HALL: Nelson brings fresh air to odorous dairy debateThere is a breath of fresh air coming to the Fulton area. It may be lost to the methane emitted by 7,000 cows in the not too distant future.
By: Rod Hall, Mitchell
There is a breath of fresh air coming to the Fulton area. It may be lost to the methane emitted by 7,000 cows in the not too distant future. First-term Rep. Stace Nelson, of Fulton, has become a real statesman in his first term in the South Dakota Legislature. Nelson has taken decisive steps to represent the people in his area against what might well be a huge disaster.
What makes Nelson unique is that as a Republican, he will take on big corporate interests, as well as Gov. Daugaard and Secretary of Agriculture Walt Bones III. It is not popular for any legislator, especially a Republican, to question the wisdom of “selling out” for many millions of dollars the air, the water and ground of any given area. Certainly, if the proposed dairy is built at Fulton, a few area farmers will receive huge profits from this corporate farm. The strange thing to me is that most of those same farmers were campaigning against corporate agriculture 40 years ago when they were just rank-and-file family farmers themselves. They seem to have lost the concern for others that that they spoke so loudly for when their future was at stake.
It was not too long ago that Austin DeCoster, the Iowa corporate hog farmer, was bound and determined to locate additional facilities in Davison County. Fortunately, the spills from his hog factories into Iowa streams and rivers gave South Dakotans real concerns. Reports of DeCoster’s inhumane treatment of his alien workers at his egg factories in Maine further degraded his appeal in South Dakota.
The authorities do not think that there would not be manure spills down Johnson Creek into Fulton. Remember, people built expensive homes thinking the water in the Missouri would never be a threat; heavy rains cause Sioux Falls to dump raw sewage into the Sioux River all too often. Would these authorities live along Johnson Creek should it be flooded? No. They have mansions in Pierre and west of Sioux Falls.
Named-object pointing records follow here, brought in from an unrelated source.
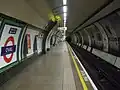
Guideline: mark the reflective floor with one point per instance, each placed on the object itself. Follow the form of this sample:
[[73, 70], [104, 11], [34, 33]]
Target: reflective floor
[[52, 71]]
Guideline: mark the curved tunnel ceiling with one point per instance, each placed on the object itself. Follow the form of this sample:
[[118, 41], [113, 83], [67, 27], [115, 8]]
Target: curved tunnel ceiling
[[78, 10]]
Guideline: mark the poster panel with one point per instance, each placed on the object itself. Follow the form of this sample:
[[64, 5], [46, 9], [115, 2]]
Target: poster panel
[[9, 44], [30, 40]]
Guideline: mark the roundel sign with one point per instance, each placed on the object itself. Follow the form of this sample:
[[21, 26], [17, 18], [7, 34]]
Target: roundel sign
[[8, 49]]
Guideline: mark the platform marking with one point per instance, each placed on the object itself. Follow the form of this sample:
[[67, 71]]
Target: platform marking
[[91, 81], [78, 71]]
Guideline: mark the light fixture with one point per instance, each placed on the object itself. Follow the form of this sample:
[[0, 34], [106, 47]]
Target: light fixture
[[64, 9], [64, 2], [65, 15], [65, 12]]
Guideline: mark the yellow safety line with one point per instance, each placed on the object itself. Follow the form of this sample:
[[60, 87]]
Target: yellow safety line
[[78, 71]]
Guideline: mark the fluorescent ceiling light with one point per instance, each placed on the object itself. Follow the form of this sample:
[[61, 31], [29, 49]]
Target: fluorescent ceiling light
[[65, 15], [64, 2], [64, 24], [64, 9]]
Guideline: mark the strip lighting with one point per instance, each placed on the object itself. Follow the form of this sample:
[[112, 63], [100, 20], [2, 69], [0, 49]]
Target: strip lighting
[[64, 2], [65, 12]]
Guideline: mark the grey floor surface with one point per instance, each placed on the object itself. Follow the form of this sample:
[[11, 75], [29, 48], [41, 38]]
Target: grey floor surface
[[51, 71]]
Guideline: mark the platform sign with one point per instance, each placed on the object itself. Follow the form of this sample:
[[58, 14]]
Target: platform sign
[[30, 40], [8, 45]]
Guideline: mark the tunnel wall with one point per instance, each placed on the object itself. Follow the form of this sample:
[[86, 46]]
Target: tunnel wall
[[18, 42], [102, 38]]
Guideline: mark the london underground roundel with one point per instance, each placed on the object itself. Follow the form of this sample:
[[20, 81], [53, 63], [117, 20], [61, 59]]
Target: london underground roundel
[[8, 49]]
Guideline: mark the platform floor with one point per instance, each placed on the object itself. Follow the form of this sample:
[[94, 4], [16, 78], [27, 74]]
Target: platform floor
[[52, 71]]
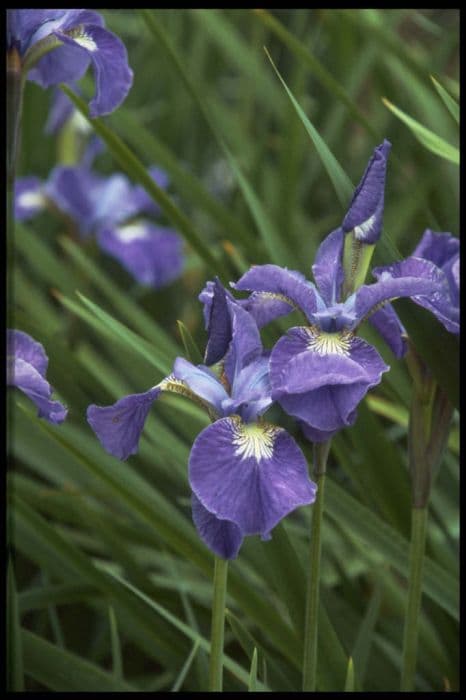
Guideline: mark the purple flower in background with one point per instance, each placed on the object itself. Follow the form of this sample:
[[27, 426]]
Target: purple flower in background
[[107, 207], [26, 369], [443, 250], [245, 474], [57, 46]]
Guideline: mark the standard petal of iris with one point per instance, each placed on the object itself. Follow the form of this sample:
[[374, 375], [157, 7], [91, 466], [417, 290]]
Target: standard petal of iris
[[289, 284], [26, 378], [389, 326], [119, 426], [321, 381], [29, 198], [222, 537], [22, 346], [252, 475], [201, 381], [328, 269], [151, 254], [407, 278], [113, 76], [365, 212], [245, 344], [218, 321]]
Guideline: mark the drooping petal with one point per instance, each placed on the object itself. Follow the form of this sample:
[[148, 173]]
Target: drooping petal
[[365, 212], [22, 346], [320, 378], [407, 278], [389, 326], [202, 382], [222, 537], [328, 268], [26, 378], [286, 284], [113, 76], [250, 474], [29, 198], [120, 425], [151, 254]]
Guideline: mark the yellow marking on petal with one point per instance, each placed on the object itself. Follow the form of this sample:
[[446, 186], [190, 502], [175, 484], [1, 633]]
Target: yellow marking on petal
[[80, 37], [253, 439], [329, 343]]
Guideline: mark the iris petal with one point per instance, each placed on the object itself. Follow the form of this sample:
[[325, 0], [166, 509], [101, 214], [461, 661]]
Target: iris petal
[[119, 426], [252, 475]]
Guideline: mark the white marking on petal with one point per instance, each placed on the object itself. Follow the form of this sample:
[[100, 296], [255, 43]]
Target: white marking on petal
[[329, 343], [361, 231], [254, 440], [31, 200], [132, 232]]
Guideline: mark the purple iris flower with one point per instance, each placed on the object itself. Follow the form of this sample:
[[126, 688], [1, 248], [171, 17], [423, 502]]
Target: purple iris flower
[[443, 250], [107, 207], [57, 46], [26, 369], [321, 371], [245, 474]]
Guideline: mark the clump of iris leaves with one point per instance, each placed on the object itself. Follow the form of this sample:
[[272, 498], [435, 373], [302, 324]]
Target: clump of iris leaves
[[257, 178]]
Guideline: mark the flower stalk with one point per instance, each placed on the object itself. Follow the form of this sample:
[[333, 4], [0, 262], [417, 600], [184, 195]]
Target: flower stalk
[[218, 625], [413, 603], [321, 451]]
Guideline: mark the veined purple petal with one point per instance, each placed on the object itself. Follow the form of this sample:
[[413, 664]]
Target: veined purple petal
[[320, 378], [265, 307], [389, 326], [113, 76], [407, 278], [29, 197], [222, 537], [250, 474], [284, 283], [218, 321], [21, 345], [26, 368], [120, 425], [328, 268], [202, 381], [152, 254], [365, 212]]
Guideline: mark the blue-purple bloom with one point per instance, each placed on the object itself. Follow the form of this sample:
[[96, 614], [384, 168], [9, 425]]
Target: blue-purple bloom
[[26, 369], [57, 46], [109, 207], [321, 371], [245, 474]]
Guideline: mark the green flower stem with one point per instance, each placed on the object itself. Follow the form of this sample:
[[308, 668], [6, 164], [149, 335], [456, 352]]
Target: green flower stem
[[312, 598], [218, 625], [413, 605]]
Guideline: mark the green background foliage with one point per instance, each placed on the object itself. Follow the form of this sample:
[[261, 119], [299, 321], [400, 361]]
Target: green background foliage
[[111, 587]]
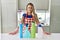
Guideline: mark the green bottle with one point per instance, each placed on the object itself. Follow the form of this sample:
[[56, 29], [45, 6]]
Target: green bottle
[[33, 30]]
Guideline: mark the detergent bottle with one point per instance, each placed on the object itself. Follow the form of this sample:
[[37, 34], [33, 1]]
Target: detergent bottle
[[26, 33], [33, 30]]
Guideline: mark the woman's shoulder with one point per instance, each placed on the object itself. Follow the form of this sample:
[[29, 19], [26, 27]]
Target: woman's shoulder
[[24, 15]]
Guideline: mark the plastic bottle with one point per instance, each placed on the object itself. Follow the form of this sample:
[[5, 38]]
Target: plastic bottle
[[33, 30]]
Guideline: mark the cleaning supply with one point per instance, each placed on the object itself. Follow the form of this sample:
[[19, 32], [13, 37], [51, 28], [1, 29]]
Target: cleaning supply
[[21, 30], [26, 33], [33, 30], [40, 31]]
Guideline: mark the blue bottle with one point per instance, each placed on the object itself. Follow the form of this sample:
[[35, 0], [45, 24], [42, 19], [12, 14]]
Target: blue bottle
[[26, 33], [21, 30]]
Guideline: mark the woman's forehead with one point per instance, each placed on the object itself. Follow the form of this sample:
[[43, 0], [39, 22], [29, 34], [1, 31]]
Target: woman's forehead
[[29, 6]]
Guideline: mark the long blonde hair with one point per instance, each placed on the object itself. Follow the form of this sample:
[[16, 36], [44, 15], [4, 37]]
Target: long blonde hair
[[33, 12]]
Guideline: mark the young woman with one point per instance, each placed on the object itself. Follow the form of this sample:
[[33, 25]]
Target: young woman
[[28, 17]]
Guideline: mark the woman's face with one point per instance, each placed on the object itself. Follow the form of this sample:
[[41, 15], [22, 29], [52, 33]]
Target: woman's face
[[29, 9]]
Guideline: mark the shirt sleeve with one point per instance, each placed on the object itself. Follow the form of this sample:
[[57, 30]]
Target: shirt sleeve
[[24, 15]]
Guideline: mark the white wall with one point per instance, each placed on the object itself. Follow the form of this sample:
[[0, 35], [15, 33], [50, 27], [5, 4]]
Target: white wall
[[0, 16], [39, 4], [9, 8], [55, 16]]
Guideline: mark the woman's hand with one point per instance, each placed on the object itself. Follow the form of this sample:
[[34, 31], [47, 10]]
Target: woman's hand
[[14, 32]]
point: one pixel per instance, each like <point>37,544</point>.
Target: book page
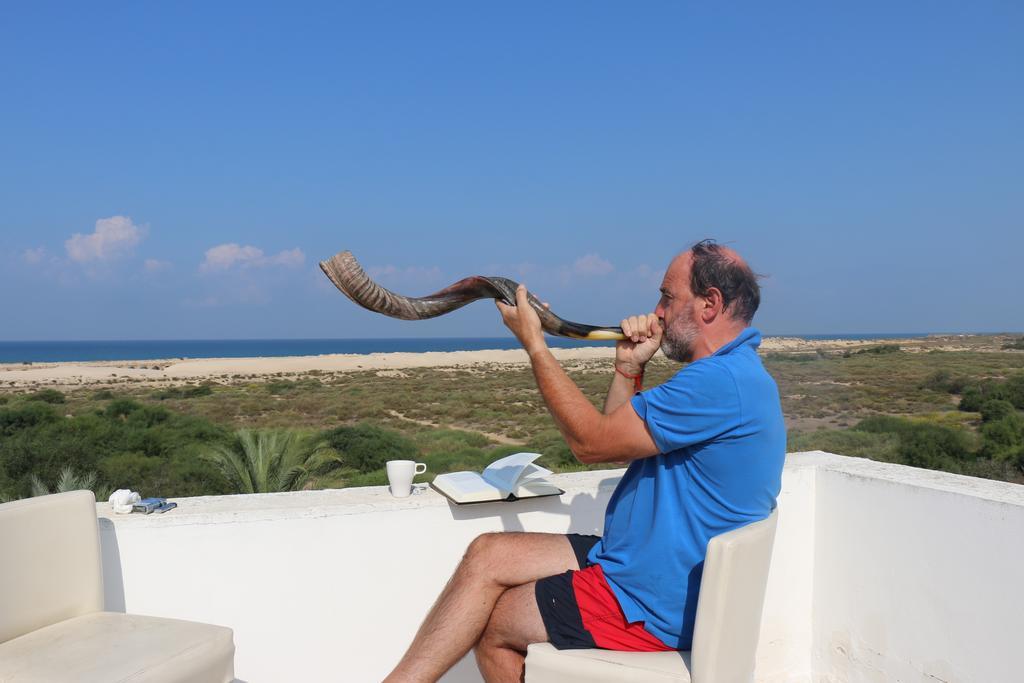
<point>505,473</point>
<point>467,486</point>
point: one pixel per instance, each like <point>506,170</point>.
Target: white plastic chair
<point>52,627</point>
<point>725,634</point>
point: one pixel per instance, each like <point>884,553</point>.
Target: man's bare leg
<point>515,623</point>
<point>493,563</point>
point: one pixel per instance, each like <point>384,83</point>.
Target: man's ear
<point>712,305</point>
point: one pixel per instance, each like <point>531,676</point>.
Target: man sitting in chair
<point>705,453</point>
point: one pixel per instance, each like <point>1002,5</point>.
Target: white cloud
<point>34,255</point>
<point>413,273</point>
<point>113,237</point>
<point>592,264</point>
<point>289,257</point>
<point>156,265</point>
<point>226,256</point>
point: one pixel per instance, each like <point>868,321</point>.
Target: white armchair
<point>725,634</point>
<point>52,627</point>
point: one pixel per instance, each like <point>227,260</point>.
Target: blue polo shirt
<point>719,429</point>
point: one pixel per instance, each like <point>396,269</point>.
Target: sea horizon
<point>154,349</point>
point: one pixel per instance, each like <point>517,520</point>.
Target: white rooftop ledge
<point>881,572</point>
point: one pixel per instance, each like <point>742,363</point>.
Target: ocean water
<point>56,351</point>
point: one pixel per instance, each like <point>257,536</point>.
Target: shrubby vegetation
<point>271,460</point>
<point>125,443</point>
<point>954,411</point>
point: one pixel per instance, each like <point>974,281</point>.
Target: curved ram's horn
<point>348,275</point>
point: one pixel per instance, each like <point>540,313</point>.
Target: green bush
<point>875,350</point>
<point>1011,389</point>
<point>183,392</point>
<point>878,445</point>
<point>157,450</point>
<point>47,396</point>
<point>995,409</point>
<point>367,447</point>
<point>943,380</point>
<point>1003,438</point>
<point>25,417</point>
<point>922,443</point>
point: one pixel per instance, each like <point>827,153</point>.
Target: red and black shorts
<point>580,610</point>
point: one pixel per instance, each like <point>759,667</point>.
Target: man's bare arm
<point>593,437</point>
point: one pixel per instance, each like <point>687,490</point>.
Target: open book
<point>510,478</point>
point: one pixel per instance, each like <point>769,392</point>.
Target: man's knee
<point>484,551</point>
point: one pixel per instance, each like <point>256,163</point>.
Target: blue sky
<point>176,170</point>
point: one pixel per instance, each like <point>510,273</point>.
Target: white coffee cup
<point>400,473</point>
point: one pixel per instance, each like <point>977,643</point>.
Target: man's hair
<point>713,266</point>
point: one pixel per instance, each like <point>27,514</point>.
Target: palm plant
<point>271,460</point>
<point>70,480</point>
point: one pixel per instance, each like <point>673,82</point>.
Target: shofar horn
<point>348,275</point>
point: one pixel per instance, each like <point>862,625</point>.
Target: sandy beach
<point>178,371</point>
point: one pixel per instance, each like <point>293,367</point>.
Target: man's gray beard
<point>677,343</point>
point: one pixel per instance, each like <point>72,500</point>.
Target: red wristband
<point>637,379</point>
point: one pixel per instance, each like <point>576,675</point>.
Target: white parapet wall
<point>880,571</point>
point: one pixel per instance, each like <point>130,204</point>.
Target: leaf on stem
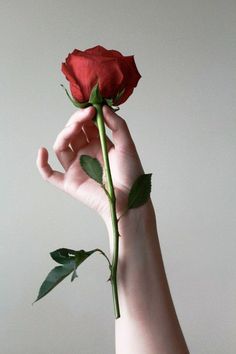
<point>95,96</point>
<point>140,191</point>
<point>92,167</point>
<point>69,261</point>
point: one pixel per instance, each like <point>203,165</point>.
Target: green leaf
<point>69,265</point>
<point>63,255</point>
<point>92,167</point>
<point>56,275</point>
<point>75,103</point>
<point>95,96</point>
<point>140,191</point>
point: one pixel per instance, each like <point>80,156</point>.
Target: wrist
<point>135,223</point>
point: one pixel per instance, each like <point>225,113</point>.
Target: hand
<point>80,137</point>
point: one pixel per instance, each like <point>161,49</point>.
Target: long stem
<point>112,202</point>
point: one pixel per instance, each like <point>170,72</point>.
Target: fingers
<point>72,137</point>
<point>120,132</point>
<point>54,177</point>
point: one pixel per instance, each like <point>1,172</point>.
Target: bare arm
<point>148,323</point>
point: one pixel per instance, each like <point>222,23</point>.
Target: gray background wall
<point>182,117</point>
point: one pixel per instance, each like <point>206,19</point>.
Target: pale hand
<point>80,137</point>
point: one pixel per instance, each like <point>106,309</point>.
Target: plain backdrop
<point>182,118</point>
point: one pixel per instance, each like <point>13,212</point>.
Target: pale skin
<point>148,322</point>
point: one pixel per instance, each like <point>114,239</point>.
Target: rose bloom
<point>112,71</point>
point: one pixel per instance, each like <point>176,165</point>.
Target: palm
<point>124,168</point>
<point>80,137</point>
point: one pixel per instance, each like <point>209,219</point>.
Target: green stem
<point>112,202</point>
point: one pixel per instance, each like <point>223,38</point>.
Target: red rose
<point>112,71</point>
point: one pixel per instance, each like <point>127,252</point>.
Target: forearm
<point>148,323</point>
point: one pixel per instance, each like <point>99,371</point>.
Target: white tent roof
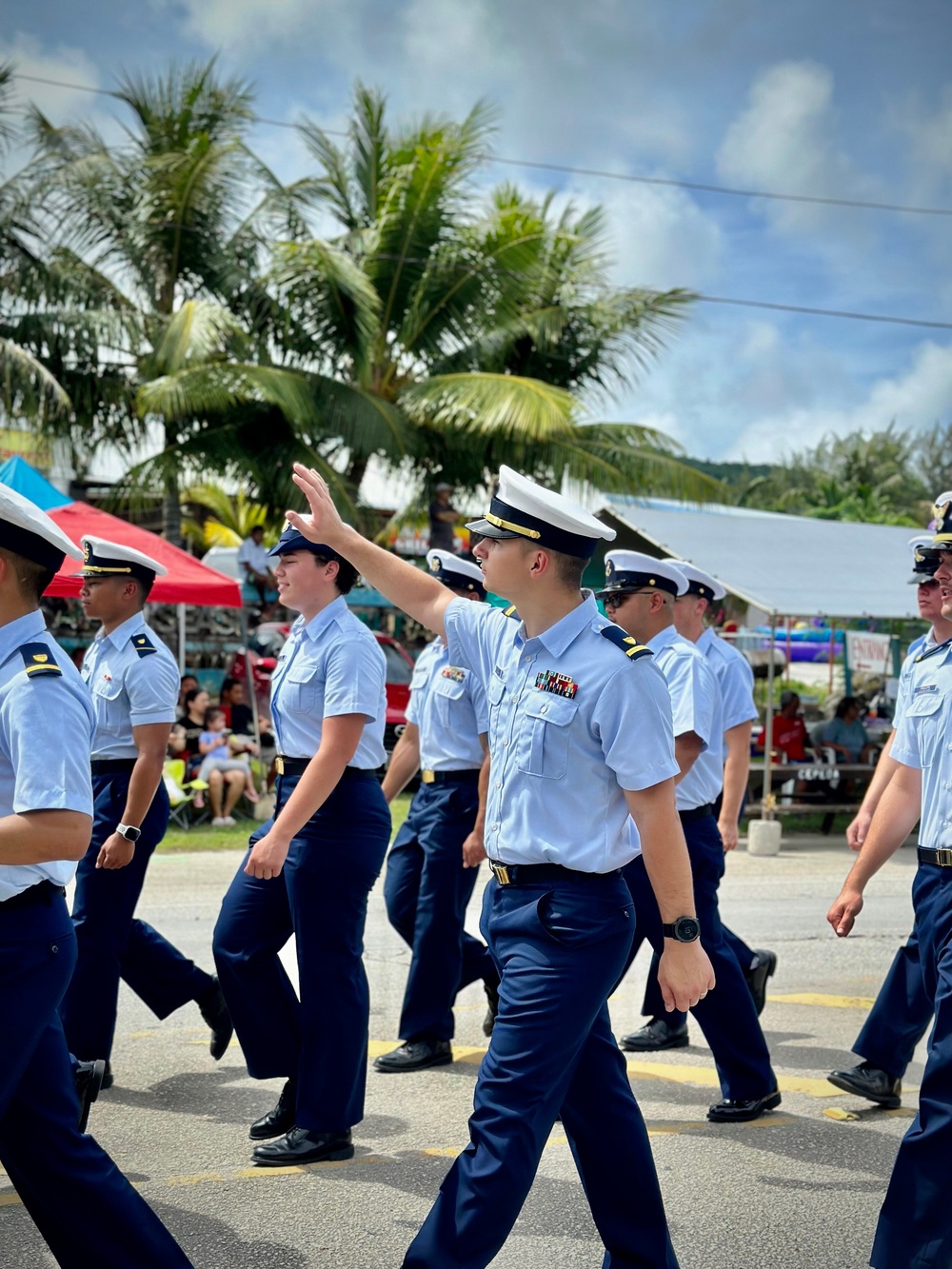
<point>788,565</point>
One question that has not been answered properly is the disposal of the liquid manure. With normal crop production as a result of normal rainfall, things seem to look satisfactory. What happens with a prolonged drought like what happened during the 1930s? Will these neighbor farms be happy with the maximum application of manure if they go year after year with drought conditions?
Likewise, will there be enough silage, hay and corn produced locally, or will huge amounts have to be trucked in from great distances with the resulting damage to the highways?
Thank goodness Stace Nelson can see beyond the end of his nose. Neither is he convinced by authorities who really do not know what long-term effects natural disasters would have on the area.
With all the land in South Dakota, perhaps another general location would be better. Did anyone ever think of building this dairy somewhere where necessary water could be drawn from the Missouri? Silage, hay and corn production would be much more stable with the irrigation possibilities there.
So Rep. Nelson, keep breathing fresh air and ideas into a sustainable agriculture that would capitalize on unused or underused resources. That would also keep the homes and communities free of unwanted commercial development. Forty years ago, I was the Democrat senator from Fulton working to keep Fulton safe and secure. Rep. Nelson, you may not win popularity contests with big business, but you will win the hearts and health of your fellow man.
Rod Hall, of Mitchell, is a former state legislator and school board member.